The newly-formed UN intervention brigade in eastern DR Congo is mandated to dismantle the group, among others.

But Rwanda says it's concerned that the militia is cooperating with the Congolese army, FARDC, in offensives that the army has been conducting on several armed groups in eastern DR Congo, especially against the M23 rebels who they are fighting near the North Kivu capital of Goma.

Kigali is concerned that reinforcement of the FDLR would allow the group to mount military operations against the Rwandan territory.

Such attacks have in the past compelled Rwanda to send its troops to eastern DR Congo to neutralise the rebels and ensure that Rwanda is safe from their attacks and their plan to continue their extermination agenda against the Tutsi.

Weapons delivery:

Amb. Gasana said Rwanda has reports of large quantities of weapons and ammunition delivered to FDLR by FARDC officers with the knowledge and support of FIB commanders.

The Rwandan government accused FIB commanders and contingents of observing as FARDC integrates FDLR units and commanders into its commando units near the border with Rwanda.
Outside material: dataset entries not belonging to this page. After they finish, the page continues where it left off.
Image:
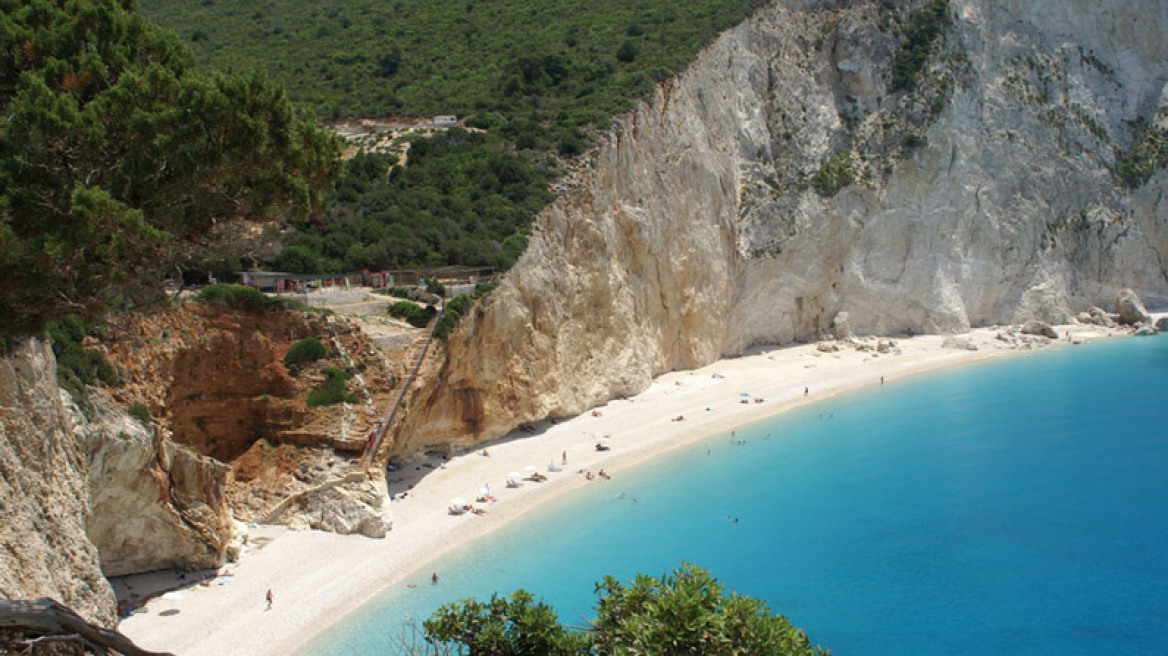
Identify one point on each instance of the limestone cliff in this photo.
(154, 504)
(786, 176)
(43, 494)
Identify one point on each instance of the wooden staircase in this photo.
(415, 356)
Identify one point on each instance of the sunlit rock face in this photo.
(781, 180)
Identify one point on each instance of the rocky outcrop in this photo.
(1131, 308)
(154, 504)
(1040, 328)
(781, 180)
(1096, 316)
(44, 550)
(353, 507)
(958, 342)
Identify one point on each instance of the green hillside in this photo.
(536, 76)
(368, 57)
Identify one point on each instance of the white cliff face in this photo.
(94, 495)
(43, 495)
(984, 196)
(154, 504)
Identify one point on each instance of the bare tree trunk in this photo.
(47, 618)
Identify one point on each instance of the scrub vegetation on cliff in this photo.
(464, 199)
(535, 76)
(120, 160)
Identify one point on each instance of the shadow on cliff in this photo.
(402, 474)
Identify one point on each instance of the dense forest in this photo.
(530, 79)
(122, 160)
(464, 199)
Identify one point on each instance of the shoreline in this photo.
(320, 578)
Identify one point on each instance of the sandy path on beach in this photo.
(317, 578)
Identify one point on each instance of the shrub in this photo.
(1138, 165)
(456, 309)
(836, 173)
(333, 390)
(78, 367)
(913, 141)
(238, 297)
(924, 26)
(139, 411)
(412, 313)
(687, 612)
(310, 349)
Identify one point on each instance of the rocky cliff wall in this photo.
(43, 494)
(781, 180)
(154, 504)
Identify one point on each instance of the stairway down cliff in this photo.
(797, 171)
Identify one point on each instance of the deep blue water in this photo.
(1017, 506)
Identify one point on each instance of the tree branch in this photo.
(48, 618)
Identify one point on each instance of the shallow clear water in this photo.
(1017, 506)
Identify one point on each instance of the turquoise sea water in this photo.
(1013, 507)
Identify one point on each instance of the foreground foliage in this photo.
(683, 613)
(120, 161)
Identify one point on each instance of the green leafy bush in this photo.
(436, 287)
(333, 390)
(412, 313)
(139, 411)
(240, 297)
(917, 37)
(836, 173)
(686, 612)
(78, 367)
(456, 309)
(120, 159)
(308, 349)
(463, 196)
(1138, 165)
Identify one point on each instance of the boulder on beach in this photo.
(959, 343)
(1042, 328)
(1096, 316)
(841, 328)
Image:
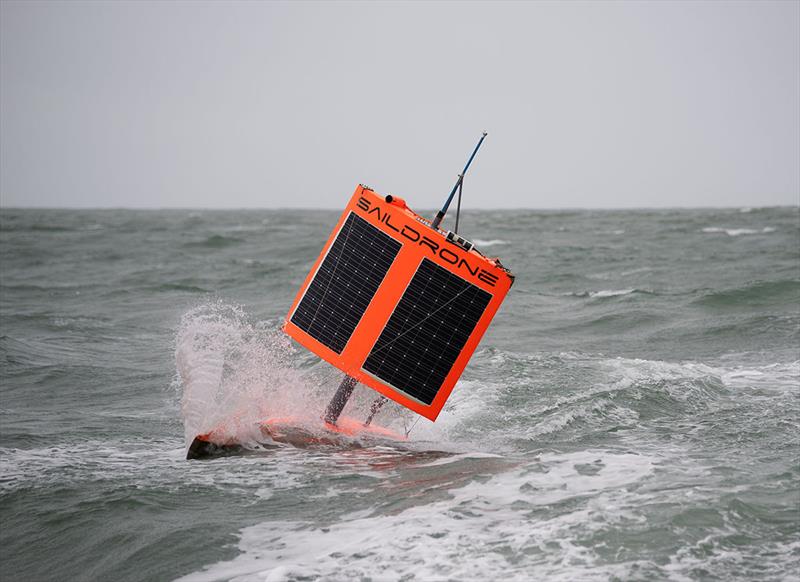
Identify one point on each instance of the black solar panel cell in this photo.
(427, 331)
(345, 283)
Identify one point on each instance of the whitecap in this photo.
(737, 231)
(611, 292)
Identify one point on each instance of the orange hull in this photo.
(418, 242)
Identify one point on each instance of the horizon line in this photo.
(332, 208)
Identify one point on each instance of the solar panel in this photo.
(427, 331)
(345, 283)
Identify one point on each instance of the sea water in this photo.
(633, 412)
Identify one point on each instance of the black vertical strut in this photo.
(440, 215)
(339, 400)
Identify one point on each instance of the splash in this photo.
(234, 373)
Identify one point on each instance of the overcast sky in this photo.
(181, 104)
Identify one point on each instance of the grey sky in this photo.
(276, 104)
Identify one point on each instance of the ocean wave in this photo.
(216, 242)
(499, 524)
(606, 293)
(757, 293)
(737, 231)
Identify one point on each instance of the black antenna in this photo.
(440, 215)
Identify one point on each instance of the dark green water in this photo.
(633, 413)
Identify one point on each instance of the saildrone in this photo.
(394, 302)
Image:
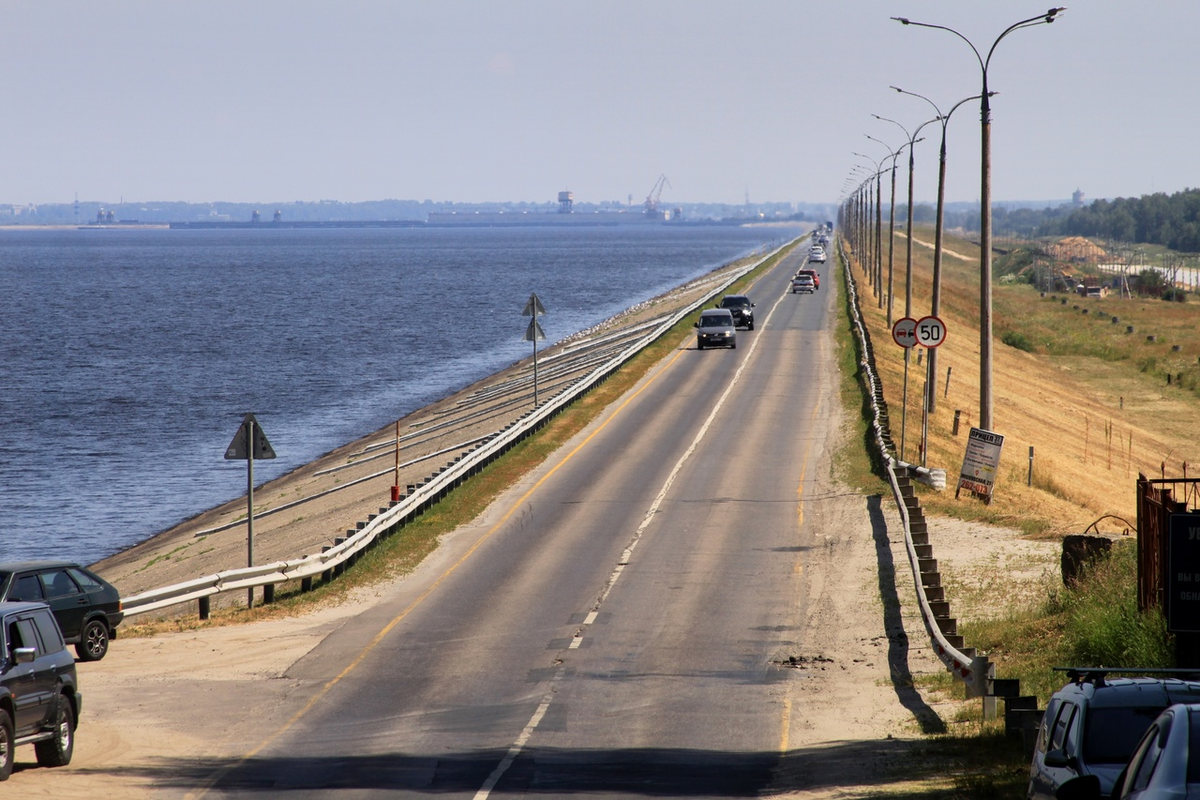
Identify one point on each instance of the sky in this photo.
(478, 101)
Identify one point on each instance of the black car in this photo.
(87, 607)
(40, 701)
(742, 310)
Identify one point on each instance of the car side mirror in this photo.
(1085, 787)
(1059, 758)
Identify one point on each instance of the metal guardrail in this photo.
(965, 666)
(425, 494)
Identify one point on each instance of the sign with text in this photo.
(1183, 573)
(981, 463)
(930, 331)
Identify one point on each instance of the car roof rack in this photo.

"The above-mentioned activities and patterns are developments that my government takes seriously, as they constitute a serious threat to the security of my country but also put into question the credibility of MONUSCO and its peacekeeping operations," Amb. Gasana said.

He added that any hidden agenda driven by political or economic interests would undermine efforts for peace in the region.

The FIB, which is made up of troops from South Africa, Tanzania and Malawi, has begun patrolling in eastern DR Congo and the completion of its full deployment is due by August.

Monusco refutes Rwanda's claims:

Reacting to the accusations, Monusco spokesperson Madnodje Mounoubai told The New Times by telephone yesterday that the mission has not found any proof of the actions taking place.

"Monusco has not been able to substantiate these accusations," he said.

Mounoubai instead called on both Rwanda and the DR Congo to stop counter accusations, the latter having continually accused Rwanda of supporting M23 rebels.

"We are actually calling on all parties to exercise restraint and not to escalate the situation. The losers (in the conflict) are actually civilians on the ground," Mounoubai said, highlighting an already alarming number of internally displaced persons in eastern DR Congo.

On Monday, two mortar bombs fired from an area under the control of FARDC and Monusco landed in villages in Rubavu District, according to Rwandan government.

The Rwandan government described the bombing act as "provocative and deliberate" by FARDC and Monusco since there was no fighting nearby between the Congolese warring factions.